Lakers News: Former Assistant Eddie Jordan Reflects On This Season
Former Lakers assistant coach and current University of Rutgers head coach Eddie Jordan reflected on the 2012-13 season today. Jordan was hired by former head coach Mike Brown in an effort to instill the principles of the Princeton offense, but once Mike D’Antoni was hired, Jordan’s system wasn’t used.
The former Washington Wizards head coach spoke to Michael Lee of the Washington Post about the tumultuous season:
“Mike Brown hired me. He was awesome. Mike D’Antoni was gracious enough to keep me there and I really appreciate both those guys hiring me and retaining me. Bernie Bickerstaff and I were reassigned to the back of the bench and we were okay.”

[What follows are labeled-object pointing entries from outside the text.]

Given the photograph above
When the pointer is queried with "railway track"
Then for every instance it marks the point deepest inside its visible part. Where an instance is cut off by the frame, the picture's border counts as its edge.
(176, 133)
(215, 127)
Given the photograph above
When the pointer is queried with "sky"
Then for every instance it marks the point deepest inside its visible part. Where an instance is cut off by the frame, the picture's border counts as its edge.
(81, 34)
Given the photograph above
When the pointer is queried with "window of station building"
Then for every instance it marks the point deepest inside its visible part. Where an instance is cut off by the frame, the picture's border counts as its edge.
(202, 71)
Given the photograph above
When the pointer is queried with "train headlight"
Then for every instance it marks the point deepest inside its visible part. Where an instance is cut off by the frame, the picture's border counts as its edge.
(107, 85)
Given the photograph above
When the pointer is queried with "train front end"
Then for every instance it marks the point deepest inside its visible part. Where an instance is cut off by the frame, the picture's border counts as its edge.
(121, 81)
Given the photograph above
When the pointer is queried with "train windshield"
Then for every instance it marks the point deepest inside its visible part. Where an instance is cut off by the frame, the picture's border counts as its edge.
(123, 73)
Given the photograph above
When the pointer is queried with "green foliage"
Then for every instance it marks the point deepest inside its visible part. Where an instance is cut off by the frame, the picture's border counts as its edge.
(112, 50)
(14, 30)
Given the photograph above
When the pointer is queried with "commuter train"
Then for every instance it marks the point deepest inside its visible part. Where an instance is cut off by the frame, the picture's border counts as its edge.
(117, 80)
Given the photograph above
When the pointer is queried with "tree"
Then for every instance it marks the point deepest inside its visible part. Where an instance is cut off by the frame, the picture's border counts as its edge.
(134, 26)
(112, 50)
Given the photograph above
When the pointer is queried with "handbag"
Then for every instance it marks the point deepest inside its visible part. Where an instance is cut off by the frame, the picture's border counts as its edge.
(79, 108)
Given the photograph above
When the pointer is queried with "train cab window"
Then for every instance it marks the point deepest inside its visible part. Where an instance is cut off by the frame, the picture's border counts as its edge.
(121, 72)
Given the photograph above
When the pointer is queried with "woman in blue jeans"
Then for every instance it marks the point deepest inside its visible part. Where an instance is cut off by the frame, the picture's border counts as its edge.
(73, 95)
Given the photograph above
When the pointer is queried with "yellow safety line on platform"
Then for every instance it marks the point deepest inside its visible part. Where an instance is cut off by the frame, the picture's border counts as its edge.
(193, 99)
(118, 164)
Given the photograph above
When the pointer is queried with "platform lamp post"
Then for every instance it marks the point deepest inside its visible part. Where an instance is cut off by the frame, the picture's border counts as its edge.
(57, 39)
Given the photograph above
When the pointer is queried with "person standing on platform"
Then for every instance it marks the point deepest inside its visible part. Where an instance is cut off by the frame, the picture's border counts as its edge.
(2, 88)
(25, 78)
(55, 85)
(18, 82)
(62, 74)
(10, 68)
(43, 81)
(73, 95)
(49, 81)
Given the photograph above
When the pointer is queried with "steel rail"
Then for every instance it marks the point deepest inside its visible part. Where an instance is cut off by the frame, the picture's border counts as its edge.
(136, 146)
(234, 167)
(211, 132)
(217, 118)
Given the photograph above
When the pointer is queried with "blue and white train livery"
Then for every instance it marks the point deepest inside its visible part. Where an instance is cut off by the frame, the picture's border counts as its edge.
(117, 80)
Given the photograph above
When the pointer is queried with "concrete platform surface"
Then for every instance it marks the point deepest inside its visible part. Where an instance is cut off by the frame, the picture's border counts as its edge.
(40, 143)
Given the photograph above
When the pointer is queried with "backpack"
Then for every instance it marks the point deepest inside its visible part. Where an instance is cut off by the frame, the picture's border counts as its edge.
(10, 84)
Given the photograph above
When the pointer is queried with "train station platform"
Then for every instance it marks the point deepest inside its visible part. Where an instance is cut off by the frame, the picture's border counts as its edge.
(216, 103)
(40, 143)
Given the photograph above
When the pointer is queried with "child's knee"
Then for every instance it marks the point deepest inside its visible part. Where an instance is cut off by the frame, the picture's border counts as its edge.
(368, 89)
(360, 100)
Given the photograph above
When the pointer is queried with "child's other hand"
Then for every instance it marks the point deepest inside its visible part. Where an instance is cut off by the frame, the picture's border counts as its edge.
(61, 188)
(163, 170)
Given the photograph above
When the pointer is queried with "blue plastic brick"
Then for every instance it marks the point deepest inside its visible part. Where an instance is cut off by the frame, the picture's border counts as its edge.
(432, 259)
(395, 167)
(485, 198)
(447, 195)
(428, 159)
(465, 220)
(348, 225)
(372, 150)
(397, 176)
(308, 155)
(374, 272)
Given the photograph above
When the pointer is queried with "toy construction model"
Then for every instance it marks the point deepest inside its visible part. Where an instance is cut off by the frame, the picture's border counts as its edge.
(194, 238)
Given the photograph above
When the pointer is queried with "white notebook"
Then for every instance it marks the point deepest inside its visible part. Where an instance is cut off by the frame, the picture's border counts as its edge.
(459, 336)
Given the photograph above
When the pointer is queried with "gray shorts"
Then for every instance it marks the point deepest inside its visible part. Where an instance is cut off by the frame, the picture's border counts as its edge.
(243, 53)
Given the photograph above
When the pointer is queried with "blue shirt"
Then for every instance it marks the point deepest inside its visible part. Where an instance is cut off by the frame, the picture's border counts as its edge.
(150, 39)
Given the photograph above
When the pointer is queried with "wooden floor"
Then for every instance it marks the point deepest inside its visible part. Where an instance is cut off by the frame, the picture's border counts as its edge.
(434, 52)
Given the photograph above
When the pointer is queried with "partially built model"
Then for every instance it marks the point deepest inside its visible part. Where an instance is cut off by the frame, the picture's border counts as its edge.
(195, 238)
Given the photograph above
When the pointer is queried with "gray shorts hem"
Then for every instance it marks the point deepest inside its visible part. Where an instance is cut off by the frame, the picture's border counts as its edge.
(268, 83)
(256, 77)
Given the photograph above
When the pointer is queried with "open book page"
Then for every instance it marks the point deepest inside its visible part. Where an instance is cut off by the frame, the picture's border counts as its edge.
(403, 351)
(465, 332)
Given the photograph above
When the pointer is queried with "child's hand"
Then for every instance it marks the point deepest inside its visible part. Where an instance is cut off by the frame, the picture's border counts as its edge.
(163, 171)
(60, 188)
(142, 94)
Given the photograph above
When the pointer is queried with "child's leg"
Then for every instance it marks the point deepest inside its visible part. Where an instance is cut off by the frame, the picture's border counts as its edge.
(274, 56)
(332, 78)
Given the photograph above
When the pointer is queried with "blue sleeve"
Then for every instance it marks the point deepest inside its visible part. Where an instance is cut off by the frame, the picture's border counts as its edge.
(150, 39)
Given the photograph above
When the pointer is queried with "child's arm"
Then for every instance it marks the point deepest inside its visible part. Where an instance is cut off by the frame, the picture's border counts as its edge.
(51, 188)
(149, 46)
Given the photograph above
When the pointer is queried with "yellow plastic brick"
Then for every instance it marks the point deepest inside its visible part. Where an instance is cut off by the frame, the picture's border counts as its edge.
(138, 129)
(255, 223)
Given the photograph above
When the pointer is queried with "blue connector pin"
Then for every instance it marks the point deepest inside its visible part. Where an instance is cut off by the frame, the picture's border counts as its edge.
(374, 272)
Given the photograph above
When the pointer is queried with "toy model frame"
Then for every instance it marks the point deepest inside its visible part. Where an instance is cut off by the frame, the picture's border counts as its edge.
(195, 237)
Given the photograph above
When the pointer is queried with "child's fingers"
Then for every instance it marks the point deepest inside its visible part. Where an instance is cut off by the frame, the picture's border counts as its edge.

It was evident that after D’Antoni was hired, Jordan would take a backseat as he was reassigned to the second row of coaches. The Princeton offense wasn’t designed for Dwight Howard and Steve Nash, mostly for former center Andrew Bynum and forward Pau Gasol.
Now Jordan is at Rutgers, his alma matter, hoping to turn the program around after the embarrassment of former head coach Mike Rice. Rice was fired after video surfaced of him throwing basketball’s at players and yelling profusely at his team during practice.
Still, Jordan believed that there were several variables that contributed to the Lakers lost season:
“It was a season of injuries, non-chemistry, getting to know each other as the season went along. Clashes of personalities and approaches and then it was more injuries. The injury factor and chemistry kept it dysfunctional to where you couldn’t have great success.”
In the time that the Lakers used Jordan’s system, the team went winless in the pre-season and started the year 1-4 before Brown was fired. With Nash and Howard, everyone figured the two would work in harmony as the Lakers would implore a faster tempo.
However, Jordan’s time with the Lakers was short and he says that the experience soured his interest in returning to the NBA. Jordan heads to a Rutgers program in the midst of transitioning to the Big Ten as he hopes to revive a struggling program.